The most widely known works
Despite her fascinating and often innocent-looking vision, the artist did not escape serious issues. She created an artwork titled “Beast Court” in 1936, where a black monkey is writing a protocol at a table, while two wolves are standing on their tiptoes in front of it, observing — the reference to the Soviet repressions of the time is obvious. In one of her 1930s paintings, she drew an elephant-like creature and captioned it, writing: “That beast goes and takes a nap, looks for food, sometimes clothing is not on his mind — when he wants to eat, he doesn’t want anything” — might this be a reminder of the Holodomor?
After the 1986 Chornobyl nuclear power plant tragedy took place, Prymachenko created a “Chornobyl Bestiary” series of paintings. The event touched her personally – Maria’s native village of Bolotnia is 10 kilometers from the evacuation zone, and it has a long history with Chornobyl, even being part of the Chornobyl district for many years. Through her works, the artist intended to draw attention to the dying environment of the region as result of the accident while retaining her consistent inclusion of folk imagery, drawing on the lost region’s folk art traditions.
Maria Prymachenko created nearly 800 paintings during her lifetime.

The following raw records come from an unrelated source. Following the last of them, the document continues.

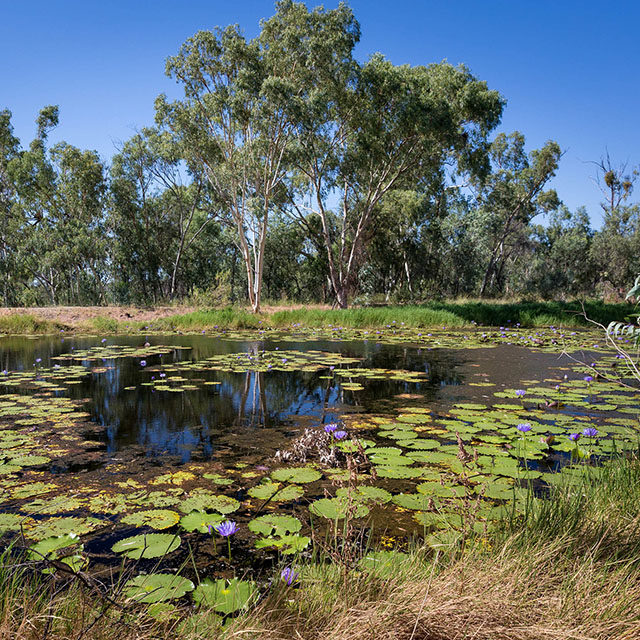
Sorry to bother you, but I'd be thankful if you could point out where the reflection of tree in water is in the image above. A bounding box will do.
[3,336,459,461]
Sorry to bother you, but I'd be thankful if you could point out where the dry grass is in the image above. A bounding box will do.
[0,459,640,640]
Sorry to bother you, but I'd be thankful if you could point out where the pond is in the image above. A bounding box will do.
[0,326,639,608]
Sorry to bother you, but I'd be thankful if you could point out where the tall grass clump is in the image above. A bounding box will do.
[268,306,471,329]
[0,457,640,640]
[159,307,263,331]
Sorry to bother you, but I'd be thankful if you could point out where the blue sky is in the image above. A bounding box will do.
[0,0,640,227]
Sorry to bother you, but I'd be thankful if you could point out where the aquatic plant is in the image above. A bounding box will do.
[280,567,298,587]
[213,520,238,562]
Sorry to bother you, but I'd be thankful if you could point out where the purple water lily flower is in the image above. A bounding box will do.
[215,520,238,538]
[280,567,298,587]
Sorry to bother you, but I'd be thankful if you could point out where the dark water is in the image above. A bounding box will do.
[0,335,478,462]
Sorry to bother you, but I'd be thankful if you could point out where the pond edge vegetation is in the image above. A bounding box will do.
[0,453,640,640]
[0,300,634,335]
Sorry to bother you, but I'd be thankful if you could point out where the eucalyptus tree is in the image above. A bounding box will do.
[524,206,597,299]
[2,106,106,304]
[156,0,359,312]
[0,109,20,306]
[475,131,562,296]
[112,128,215,299]
[290,54,503,308]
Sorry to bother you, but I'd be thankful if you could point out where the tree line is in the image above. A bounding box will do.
[0,0,640,311]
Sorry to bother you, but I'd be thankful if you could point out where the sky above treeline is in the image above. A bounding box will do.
[0,0,640,227]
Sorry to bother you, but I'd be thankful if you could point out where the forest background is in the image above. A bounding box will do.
[0,0,640,311]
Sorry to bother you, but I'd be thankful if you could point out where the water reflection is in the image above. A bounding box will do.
[0,335,464,462]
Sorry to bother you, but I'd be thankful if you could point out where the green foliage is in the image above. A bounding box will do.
[111,533,180,560]
[193,578,256,614]
[124,573,195,604]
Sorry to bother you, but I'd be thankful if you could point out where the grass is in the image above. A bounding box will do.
[0,313,65,335]
[0,300,634,334]
[0,458,640,640]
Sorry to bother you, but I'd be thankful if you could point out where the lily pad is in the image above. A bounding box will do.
[111,533,181,560]
[271,467,322,484]
[193,578,256,614]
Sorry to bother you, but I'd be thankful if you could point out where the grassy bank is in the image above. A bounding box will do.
[92,301,633,333]
[5,458,640,640]
[0,313,66,335]
[0,300,634,334]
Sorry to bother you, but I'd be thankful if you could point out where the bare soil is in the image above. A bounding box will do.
[0,304,331,326]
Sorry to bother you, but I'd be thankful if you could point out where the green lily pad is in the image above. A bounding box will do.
[124,573,195,603]
[255,535,311,555]
[309,498,369,520]
[111,533,181,560]
[29,533,80,560]
[122,509,180,530]
[180,511,224,533]
[248,481,304,502]
[193,578,256,614]
[178,493,240,514]
[248,513,302,536]
[271,467,322,484]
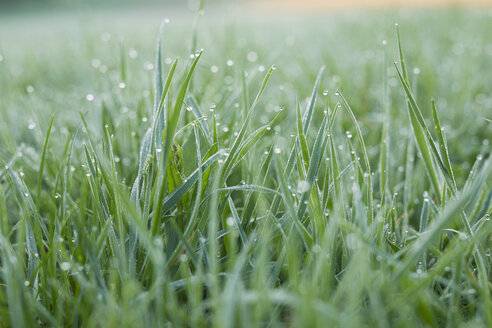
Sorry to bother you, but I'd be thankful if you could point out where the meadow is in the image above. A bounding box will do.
[0,3,492,327]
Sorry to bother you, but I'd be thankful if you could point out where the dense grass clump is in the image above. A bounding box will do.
[0,7,492,327]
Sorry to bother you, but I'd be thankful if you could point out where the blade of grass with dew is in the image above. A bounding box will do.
[36,115,55,210]
[337,91,374,225]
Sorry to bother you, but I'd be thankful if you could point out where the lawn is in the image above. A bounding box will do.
[0,5,492,327]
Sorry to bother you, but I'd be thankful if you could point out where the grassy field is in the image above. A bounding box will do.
[0,3,492,327]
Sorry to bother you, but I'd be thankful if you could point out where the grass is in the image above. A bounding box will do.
[0,5,492,327]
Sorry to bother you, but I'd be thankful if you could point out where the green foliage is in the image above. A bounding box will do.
[0,7,492,327]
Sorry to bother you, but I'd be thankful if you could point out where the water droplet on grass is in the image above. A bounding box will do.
[246,51,258,63]
[91,58,101,68]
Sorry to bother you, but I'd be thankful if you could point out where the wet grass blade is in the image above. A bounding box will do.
[36,115,55,210]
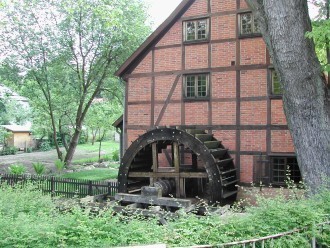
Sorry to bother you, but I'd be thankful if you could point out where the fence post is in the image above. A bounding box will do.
[50,176,55,197]
[88,180,93,195]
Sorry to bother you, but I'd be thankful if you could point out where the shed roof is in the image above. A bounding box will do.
[1,125,31,133]
[112,115,123,128]
[115,0,195,77]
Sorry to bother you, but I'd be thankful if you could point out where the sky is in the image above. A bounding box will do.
[144,0,317,29]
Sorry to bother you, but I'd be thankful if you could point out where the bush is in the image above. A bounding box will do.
[8,164,26,175]
[55,159,65,172]
[0,185,330,248]
[32,162,45,175]
[0,146,18,156]
[25,147,33,153]
[112,150,119,161]
[39,141,52,152]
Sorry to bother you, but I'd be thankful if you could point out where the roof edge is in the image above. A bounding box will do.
[115,0,195,77]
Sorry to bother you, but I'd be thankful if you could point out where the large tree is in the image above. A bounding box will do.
[0,0,150,164]
[246,0,330,193]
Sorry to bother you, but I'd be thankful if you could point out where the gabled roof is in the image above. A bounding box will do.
[115,0,195,77]
[1,125,31,133]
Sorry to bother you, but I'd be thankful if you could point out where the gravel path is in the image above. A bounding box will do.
[0,149,106,173]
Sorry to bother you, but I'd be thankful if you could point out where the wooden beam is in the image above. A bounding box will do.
[128,172,208,178]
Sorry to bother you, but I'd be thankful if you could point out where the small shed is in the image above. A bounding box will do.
[1,125,35,150]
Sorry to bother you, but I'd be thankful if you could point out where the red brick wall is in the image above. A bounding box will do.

The historic significance of the personality
Maria Prymachenko experienced many difficulties during her life, exemplary of the fate that fell upon mostUkrainian women during the Soviet regime. Compulsory labor on a collective farm, losing family members in WWII (her brother and spouse), and the Chornobyl tragedy that affected the entirety of her home country and cut many people’s lives short. Despite all of these upheavals, she managed to maintain her sense of humor and a curious mind, and leave a legacy for posterity that represents an enchanting and dreamlike future.